Climate data for Water Valley, Texas (1991–2020 normals, extremes 1898–present)
| Month | Jan | Feb | Mar | Apr | May | Jun | Jul | Aug | Sep | Oct | Nov | Dec | Year |
| Record high °F (°C) | 88 (31) | 97 (36) | 100 (38) | 105 (41) | 112 (44) | 114 (46) | 112 (44) | 112 (44) | 108 (42) | 103 (39) | 94 (34) | 91 (33) | 114 (46) |
| Mean maximum °F (°C) | 79.8 (26.6) | 83.8 (28.8) | 89.5 (31.9) | 95.1 (35.1) | 100.8 (38.2) | 102.6 (39.2) | 103.6 (39.8) | 102.9 (39.4) | 98.8 (37.1) | 93.9 (34.4) | 85.2 (29.6) | 79.3 (26.3) | 106.0 (41.1) |
| Mean daily maximum °F (°C) | 60.5 (15.8) | 64.9 (18.3) | 72.5 (22.5) | 81.1 (27.3) | 88.3 (31.3) | 94.5 (34.7) | 97.0 (36.1) | 96.6 (35.9) | 89.4 (31.9) | 80.6 (27.0) | 69.1 (20.6) | 61.4 (16.3) | 79.7 (26.5) |
| Daily mean °F (°C) | 44.9 (7.2) | 48.8 (9.3) | 56.6 (13.7) | 64.5 (18.1) | 73.5 (23.1) | 80.9 (27.2) | 83.4 (28.6) | 82.8 (28.2) | 75.4 (24.1) | 65.4 (18.6) | 53.7 (12.1) | 46.0 (7.8) | 64.7 (18.2) |
| Mean daily minimum °F (°C) | 29.2 (−1.6) | 32.7 (0.4) | 40.7 (4.8) | 47.8 (8.8) | 58.8 (14.9) | 67.3 (19.6) | 69.8 (21.0) | 69.0 (20.6) | 61.4 (16.3) | 50.2 (10.1) | 38.3 (3.5) | 30.6 (−0.8) | 49.6 (9.8) |
| Mean minimum °F (°C) | 15.1 (−9.4) | 17.6 (−8.0) | 22.7 (−5.2) | 31.0 (−0.6) | 41.8 (5.4) | 58.0 (14.4) | 64.3 (17.9) | 61.3 (16.3) | 46.5 (8.1) | 31.6 (−0.2) | 21.3 (−5.9) | 16.9 (−8.4) | 11.9 (−11.2) |
| Record low °F (°C) | −7 (−22) | −3 (−19) | 5 (−15) | 19 (−7) | 28 (−2) | 42 (6) | 52 (11) | 51 (11) | 33 (1) | 18 (−8) | 6 (−14) | −4 (−20) | −7 (−22) |
| Average precipitation inches (mm) | 0.90 (23) | 1.03 (26) | 1.41 (36) | 1.20 (30) | 2.71 (69) | 2.76 (70) | 1.66 (42) | 2.35 (60) | 2.58 (66) | 2.40 (61) | 1.37 (35) | 0.86 (22) | 21.23 (539) |
| Average snowfall inches (cm) | 0.8 (2.0) | 0.1 (0.25) | 0.0 (0.0) | 0.2 (0.51) | 0.0 (0.0) | 0.0 (0.0) | 0.0 (0.0) | 0.0 (0.0) | 0.0 (0.0) | 0.0 (0.0) | 0.5 (1.3) | 0.2 (0.51) | 1.8 (4.6) |
| Average precipitation days (≥ 0.01 in) | 2.8 | 2.9 | 3.9 | 3.5 | 5.7 | 5.4 | 4.2 | 5.4 | 4.9 | 4.9 | 3.4 | 2.8 | 49.8 |
| Average snowy days (≥ 0.1 in) | 0.4 | 0.1 | 0.0 | 0.1 | 0.0 | 0.0 | 0.0 | 0.0 | 0.0 | 0.0 | 0.2 | 0.3 | 1.1 |
Source: NOAAIEM

==History==
Among the early settlers was Captain William Turner, who arrived circa 1878. He established the Whitbarrow Ranch and built a stone house that later served as a rest home for soldiers during World War II. The community was founded by two men known as Phelin and Glynn.
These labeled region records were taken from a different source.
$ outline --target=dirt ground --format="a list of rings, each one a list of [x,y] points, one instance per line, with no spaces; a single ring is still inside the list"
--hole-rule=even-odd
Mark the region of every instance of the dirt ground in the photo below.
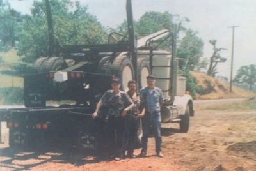
[[[256,170],[256,111],[218,111],[196,108],[188,133],[179,124],[162,124],[163,152],[148,156],[101,161],[79,151],[22,152],[0,145],[1,170]],[[140,149],[135,154],[140,153]]]

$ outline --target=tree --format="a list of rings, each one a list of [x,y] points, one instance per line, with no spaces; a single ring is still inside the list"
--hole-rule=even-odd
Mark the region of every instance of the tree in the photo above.
[[[12,9],[8,2],[0,2],[0,50],[15,47],[18,41],[19,22],[22,20],[20,13]]]
[[[106,42],[106,29],[96,17],[88,12],[88,7],[78,1],[52,0],[50,1],[54,35],[59,45]],[[70,9],[74,9],[70,10]],[[22,23],[19,32],[18,55],[26,62],[33,62],[46,56],[48,34],[44,1],[34,1],[31,15]]]
[[[211,40],[209,41],[213,46],[213,53],[210,59],[210,64],[207,70],[207,75],[212,77],[215,77],[218,73],[216,71],[216,67],[219,63],[225,63],[227,61],[227,58],[223,57],[220,56],[220,52],[221,50],[227,50],[224,48],[217,48],[216,40]]]
[[[252,86],[256,84],[256,64],[240,67],[233,81],[240,84],[247,84],[249,85],[250,90],[252,90]]]
[[[196,31],[188,29],[185,31],[185,36],[179,41],[177,56],[182,59],[179,62],[179,67],[184,70],[200,70],[207,65],[207,60],[200,61],[204,42],[197,34]]]

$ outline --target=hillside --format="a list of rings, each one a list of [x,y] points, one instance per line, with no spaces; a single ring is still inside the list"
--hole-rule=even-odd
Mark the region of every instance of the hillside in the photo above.
[[[229,91],[229,84],[225,81],[207,75],[206,74],[191,72],[196,81],[197,100],[211,100],[220,98],[251,98],[255,93],[233,86],[232,92]]]

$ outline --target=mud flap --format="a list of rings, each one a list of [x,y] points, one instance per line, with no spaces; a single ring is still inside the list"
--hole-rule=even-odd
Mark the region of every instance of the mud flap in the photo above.
[[[97,135],[96,133],[80,132],[79,135],[80,147],[84,149],[95,150],[97,148]]]

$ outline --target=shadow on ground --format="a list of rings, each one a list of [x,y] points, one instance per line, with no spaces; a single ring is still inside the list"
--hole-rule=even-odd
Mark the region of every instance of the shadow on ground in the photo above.
[[[0,167],[11,170],[29,170],[48,162],[81,166],[102,161],[95,154],[76,149],[33,150],[6,147],[0,149]]]

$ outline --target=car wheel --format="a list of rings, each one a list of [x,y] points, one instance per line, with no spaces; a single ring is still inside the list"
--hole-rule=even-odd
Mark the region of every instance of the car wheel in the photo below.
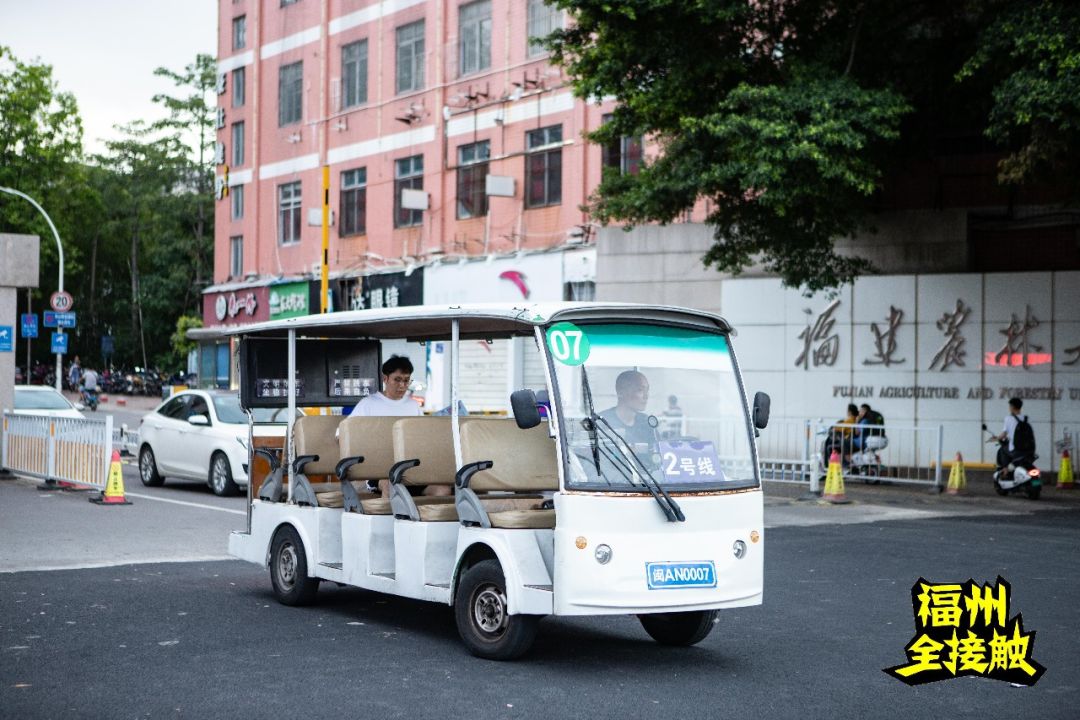
[[[658,612],[638,615],[642,627],[653,640],[664,646],[692,646],[713,631],[715,610],[690,612]]]
[[[138,451],[138,476],[143,485],[148,488],[159,487],[165,481],[165,478],[158,473],[158,462],[149,445],[144,445]]]
[[[498,560],[484,560],[462,573],[454,598],[454,619],[469,652],[487,660],[525,654],[537,635],[539,615],[511,615],[507,582]]]
[[[274,533],[270,546],[270,582],[282,604],[311,604],[319,592],[319,579],[308,578],[308,556],[300,534],[291,525]]]
[[[232,467],[224,452],[215,452],[210,459],[210,488],[215,495],[222,498],[240,493],[240,488],[232,481]]]

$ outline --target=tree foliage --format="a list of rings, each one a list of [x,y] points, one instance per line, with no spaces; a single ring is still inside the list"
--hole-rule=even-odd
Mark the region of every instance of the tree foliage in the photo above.
[[[870,231],[890,174],[942,137],[1020,141],[1030,161],[1010,181],[1076,148],[1064,0],[554,2],[572,18],[546,41],[554,60],[580,96],[617,103],[589,139],[659,150],[636,175],[606,169],[589,209],[633,227],[704,201],[721,271],[760,262],[810,290],[869,271],[834,242]]]

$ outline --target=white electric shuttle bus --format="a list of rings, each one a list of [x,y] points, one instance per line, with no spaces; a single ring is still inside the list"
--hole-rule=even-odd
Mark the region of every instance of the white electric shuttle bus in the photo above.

They dammed the North Concho River and dug an irrigation ditch that opened up the area to settlers, most of whom were English immigrants. From 1885 to 1888, the local post office was known as Yandell, Argenta, or Stella. It was known as Rethaville, Mayes Store, or Mayesville from 1888 to 1889. The community was renamed Water Valley in 1889. By 1914, Water Valley had a population of 175, a general store, a gin, and two cotton buyers. Around the same time, the Water Valley Independent School District was formed. The number of residents stood at 140 in 1940. That figure peaked at 180 in the mid-1950s, before declining to approximately 120 during the later half of the 20th century.

Although Water Valley is unincorporated, it has a post office, with the ZIP code of 76958.

==Education==
Public education in Water Valley is provided by the Water Valley Independent School District. The district covers northwestern Tom Green and southwestern Coke Counties. Water Valley High School fields teams in basketball, football, volleyball, and tennis. The Pride of Water Valley Band and FFA chapter are also staples in the community.